Stiftung Wählertest

Vom offenen Wahlergebnis ließen sich manche Beteiligte sogar zur Wählerbeschimpfung verleiten – inzwischen geht’s uns allen aber wieder besser

von ARNO FRANK

Er wandert. Er wankt. Er zaudert. Er zittert, der Angsthase, und dann entscheidet er sich „erst auf den letzten Metern“, wie die hilflosen Demoskopen klagen, genau genommen erst auf dem allerletzten Quadratmeter: in der Wahlkabine. Glaubt man den Worten, die enttäuschte Politiker unter Schock in TV-Kameras sagen, dann liegt die Schuld am unerwartet offenen Wahlergebnis eindeutig am Wähler, diesem Mistkerl. Oder an der Wählerin, noch schlimmer.

Monatelang wurde „der Souverän“ von der Politik umworben und von den Meinungsforschungsinstituten befragt. Nun entpuppt er sich als inkompetenter, verantwortungsloser Hallodri. Und dabei dachten wir doch, Deutschland läge auf politisch erdbebensicherem Gebiet.

„Italienische Verhältnisse“ mit Minderheitsregierungen, ständig wechselnden Koalitionen und Verfassungsänderungen gab’s höchstens in Italien. Hierzulande gewöhnten wir uns an Wahlen mit eindeutigen Ergebnissen, die für klare Verhältnisse in einem naturgegeben stabilen System sorgten. Gutes Gefühl. Falls es doch mal zu einer Verwerfung kam, dann resultierte daraus kein Chaos, sondern eine neue Kontinuität. Das Votum der Wähler konnten die jeweiligen Sieger dann als „gut“, die Verlierer als „schlecht“ bezeichnen.
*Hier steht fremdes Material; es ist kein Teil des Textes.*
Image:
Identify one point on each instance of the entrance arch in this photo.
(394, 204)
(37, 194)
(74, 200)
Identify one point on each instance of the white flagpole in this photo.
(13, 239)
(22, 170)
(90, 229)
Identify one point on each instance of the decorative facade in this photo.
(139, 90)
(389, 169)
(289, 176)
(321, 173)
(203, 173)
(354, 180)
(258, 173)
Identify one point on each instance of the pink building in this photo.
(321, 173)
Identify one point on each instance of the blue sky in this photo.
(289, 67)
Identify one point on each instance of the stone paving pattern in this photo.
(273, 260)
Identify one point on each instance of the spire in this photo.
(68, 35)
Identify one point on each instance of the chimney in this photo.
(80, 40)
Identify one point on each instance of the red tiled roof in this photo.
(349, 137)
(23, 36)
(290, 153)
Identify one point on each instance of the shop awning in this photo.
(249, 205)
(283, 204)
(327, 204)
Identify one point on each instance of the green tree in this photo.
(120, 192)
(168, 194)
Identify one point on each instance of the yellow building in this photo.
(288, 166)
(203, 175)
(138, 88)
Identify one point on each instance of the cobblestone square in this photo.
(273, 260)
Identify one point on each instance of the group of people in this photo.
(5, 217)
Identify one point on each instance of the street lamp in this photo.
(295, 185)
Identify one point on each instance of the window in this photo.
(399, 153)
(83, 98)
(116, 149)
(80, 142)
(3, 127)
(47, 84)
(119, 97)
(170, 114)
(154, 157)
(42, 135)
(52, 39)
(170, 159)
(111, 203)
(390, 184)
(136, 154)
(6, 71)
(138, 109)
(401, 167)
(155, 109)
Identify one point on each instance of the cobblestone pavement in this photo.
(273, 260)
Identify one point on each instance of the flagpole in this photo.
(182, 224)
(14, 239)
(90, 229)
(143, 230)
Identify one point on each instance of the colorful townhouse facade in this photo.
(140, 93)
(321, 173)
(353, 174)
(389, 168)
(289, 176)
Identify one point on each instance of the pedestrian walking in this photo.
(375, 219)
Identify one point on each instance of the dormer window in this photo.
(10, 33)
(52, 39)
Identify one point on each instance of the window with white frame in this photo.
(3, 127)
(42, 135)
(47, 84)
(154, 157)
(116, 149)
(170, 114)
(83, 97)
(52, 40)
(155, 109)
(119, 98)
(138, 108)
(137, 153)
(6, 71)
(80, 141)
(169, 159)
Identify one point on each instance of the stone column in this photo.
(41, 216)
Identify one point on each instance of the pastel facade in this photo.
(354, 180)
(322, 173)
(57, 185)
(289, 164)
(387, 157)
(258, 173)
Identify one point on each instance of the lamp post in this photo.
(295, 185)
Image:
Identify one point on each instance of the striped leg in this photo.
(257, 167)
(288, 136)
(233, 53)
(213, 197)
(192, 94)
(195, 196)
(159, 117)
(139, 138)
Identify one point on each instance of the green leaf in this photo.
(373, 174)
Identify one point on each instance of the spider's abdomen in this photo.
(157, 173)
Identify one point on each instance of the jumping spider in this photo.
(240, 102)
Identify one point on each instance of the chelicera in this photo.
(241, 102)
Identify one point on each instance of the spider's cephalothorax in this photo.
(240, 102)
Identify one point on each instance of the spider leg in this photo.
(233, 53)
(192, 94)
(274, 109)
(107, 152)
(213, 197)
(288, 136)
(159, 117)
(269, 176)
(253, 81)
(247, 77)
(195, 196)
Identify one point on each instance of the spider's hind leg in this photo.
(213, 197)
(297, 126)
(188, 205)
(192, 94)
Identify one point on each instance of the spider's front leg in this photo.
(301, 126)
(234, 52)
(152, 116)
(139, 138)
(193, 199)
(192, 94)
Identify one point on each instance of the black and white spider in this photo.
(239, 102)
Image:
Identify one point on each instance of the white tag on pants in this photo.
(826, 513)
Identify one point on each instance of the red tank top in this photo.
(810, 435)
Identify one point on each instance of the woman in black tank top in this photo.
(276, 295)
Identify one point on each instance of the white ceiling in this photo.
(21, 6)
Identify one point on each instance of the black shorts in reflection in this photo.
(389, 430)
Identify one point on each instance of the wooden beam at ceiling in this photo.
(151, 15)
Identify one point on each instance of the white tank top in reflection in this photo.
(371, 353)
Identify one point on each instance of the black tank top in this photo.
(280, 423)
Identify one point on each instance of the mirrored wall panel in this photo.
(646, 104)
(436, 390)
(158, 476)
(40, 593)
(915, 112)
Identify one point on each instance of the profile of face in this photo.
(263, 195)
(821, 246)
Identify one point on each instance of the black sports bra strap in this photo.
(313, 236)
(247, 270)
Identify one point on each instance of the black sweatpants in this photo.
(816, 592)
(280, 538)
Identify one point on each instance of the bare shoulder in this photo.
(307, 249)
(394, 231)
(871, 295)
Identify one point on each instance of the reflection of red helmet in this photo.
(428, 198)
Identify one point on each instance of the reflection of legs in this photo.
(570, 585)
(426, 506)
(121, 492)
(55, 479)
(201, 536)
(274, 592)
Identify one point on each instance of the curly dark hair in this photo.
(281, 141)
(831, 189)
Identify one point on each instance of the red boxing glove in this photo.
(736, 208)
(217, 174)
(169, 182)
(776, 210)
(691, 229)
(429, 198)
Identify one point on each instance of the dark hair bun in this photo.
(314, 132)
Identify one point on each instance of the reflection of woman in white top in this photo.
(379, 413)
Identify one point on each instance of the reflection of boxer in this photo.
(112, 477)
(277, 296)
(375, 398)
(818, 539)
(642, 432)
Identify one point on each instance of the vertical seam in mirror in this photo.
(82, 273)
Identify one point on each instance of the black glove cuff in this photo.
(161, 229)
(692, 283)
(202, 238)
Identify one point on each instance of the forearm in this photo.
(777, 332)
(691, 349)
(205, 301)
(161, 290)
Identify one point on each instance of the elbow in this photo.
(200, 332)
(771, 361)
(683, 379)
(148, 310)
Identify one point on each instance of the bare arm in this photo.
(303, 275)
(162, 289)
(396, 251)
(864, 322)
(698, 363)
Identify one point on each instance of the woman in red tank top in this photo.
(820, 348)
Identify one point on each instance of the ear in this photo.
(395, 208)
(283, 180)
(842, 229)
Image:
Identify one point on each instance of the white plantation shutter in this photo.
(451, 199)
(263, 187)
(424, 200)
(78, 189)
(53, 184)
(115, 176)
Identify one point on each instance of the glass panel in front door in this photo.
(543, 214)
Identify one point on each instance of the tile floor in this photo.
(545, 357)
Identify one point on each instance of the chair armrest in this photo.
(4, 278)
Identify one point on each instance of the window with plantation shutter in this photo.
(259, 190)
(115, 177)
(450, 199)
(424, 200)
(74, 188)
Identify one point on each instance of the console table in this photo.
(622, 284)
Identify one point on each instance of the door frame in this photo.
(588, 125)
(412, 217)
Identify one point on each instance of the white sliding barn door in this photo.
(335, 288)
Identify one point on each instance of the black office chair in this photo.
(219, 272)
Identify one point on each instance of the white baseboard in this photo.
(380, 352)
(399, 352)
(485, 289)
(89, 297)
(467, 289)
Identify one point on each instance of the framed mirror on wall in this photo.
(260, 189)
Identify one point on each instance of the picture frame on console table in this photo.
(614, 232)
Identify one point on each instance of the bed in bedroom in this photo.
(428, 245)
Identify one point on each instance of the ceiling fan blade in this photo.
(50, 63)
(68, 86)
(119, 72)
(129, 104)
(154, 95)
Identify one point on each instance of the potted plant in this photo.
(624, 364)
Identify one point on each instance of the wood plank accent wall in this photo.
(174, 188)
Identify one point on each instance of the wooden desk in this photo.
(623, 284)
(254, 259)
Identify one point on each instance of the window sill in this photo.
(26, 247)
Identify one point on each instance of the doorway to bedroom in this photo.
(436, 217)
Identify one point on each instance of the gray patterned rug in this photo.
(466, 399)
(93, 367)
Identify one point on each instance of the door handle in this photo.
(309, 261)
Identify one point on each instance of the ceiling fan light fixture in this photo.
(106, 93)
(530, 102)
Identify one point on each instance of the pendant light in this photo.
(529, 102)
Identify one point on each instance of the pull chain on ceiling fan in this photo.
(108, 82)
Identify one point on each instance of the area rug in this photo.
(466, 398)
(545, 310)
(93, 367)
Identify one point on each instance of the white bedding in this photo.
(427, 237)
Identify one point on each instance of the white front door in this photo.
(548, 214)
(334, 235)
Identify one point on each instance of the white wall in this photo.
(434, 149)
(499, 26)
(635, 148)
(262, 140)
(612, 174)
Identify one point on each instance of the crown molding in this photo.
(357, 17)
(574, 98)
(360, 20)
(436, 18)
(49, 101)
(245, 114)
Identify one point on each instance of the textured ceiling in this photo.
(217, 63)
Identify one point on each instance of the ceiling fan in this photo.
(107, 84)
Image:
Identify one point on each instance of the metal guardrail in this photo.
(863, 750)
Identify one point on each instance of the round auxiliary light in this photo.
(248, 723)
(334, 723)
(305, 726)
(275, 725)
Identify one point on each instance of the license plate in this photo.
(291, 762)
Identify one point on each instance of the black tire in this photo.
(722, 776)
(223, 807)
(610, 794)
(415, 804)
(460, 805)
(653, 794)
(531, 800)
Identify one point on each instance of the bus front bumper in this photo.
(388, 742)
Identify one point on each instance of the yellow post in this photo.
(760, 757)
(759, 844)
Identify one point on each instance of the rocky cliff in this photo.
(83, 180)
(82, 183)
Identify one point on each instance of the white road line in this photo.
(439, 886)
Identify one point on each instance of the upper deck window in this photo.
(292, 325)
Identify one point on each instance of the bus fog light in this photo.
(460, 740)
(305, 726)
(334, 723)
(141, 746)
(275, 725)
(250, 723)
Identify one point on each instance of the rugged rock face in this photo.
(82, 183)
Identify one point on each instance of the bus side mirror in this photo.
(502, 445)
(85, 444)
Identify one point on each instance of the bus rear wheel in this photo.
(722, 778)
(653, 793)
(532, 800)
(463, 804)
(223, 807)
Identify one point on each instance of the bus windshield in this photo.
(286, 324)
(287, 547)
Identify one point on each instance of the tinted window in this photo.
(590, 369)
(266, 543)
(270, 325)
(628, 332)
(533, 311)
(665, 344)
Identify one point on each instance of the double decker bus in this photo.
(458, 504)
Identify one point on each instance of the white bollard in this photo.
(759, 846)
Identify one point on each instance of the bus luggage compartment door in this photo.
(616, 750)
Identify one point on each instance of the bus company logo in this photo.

Erste Auflösungserscheinungen zeigte diese fast schon digitale Dialektik bei den Bundestagswahlen vor drei Jahren. Wieder interpretierten die Regierungsparteien das Ergebnis als „gut“ und die Oppositionsparteien als „schlecht“. Neu war nur, dass alle zusammen das Votum der Wähler auch irgendwie „überraschend“ fanden.

Auch diesmal sind am Wahlabend alle Beteiligten überrascht worden – allerdings von einem Ergebnis, das jede lieb gewonnene Eindeutigkeit vermissen ließ. Ist das jetzt „gut“? Ist es „schlecht“? Nichts von beidem, sondern bis auf weiteres Verhandlungssache. Und damit eindeutig „schwierig“. Oder, um mit Günther Beckstein von der CSU zu sprechen: „Da hat uns der Wähler ein Ergebnis hingelegt, mit dem niemand etwas anfangen kann“ – vor allem nicht Angela Merkel damit, umgehend los- und „durchzuregieren“.

Fairerweise sei gesagt: Becksteins Wählerbeschimpfung ist nur eine Nachzündung des instinktiven Gezeters, mit dem Politiker aller Parteien in den ersten Tagen nach der Wahl ihrer Enttäuschung Luft machten. Mit hängenden Mundwinkeln, tiefen Sorgenfalten und ernstem Kopfschütteln quittierten sie einen unwägbaren Wählerwillen, der doch im Wahlkampf noch so stabil schien. Die Inhalte hätte man den Menschen „besser erklären“ müssen, hieß es in einer ersten Wahlkampfmanöverkritik der Union – und wirkte Angela Merkel nicht wie eine betroffene Pädagogin, die an der bestürzenden Dummheit ihrer Schützlinge zu verzweifeln droht?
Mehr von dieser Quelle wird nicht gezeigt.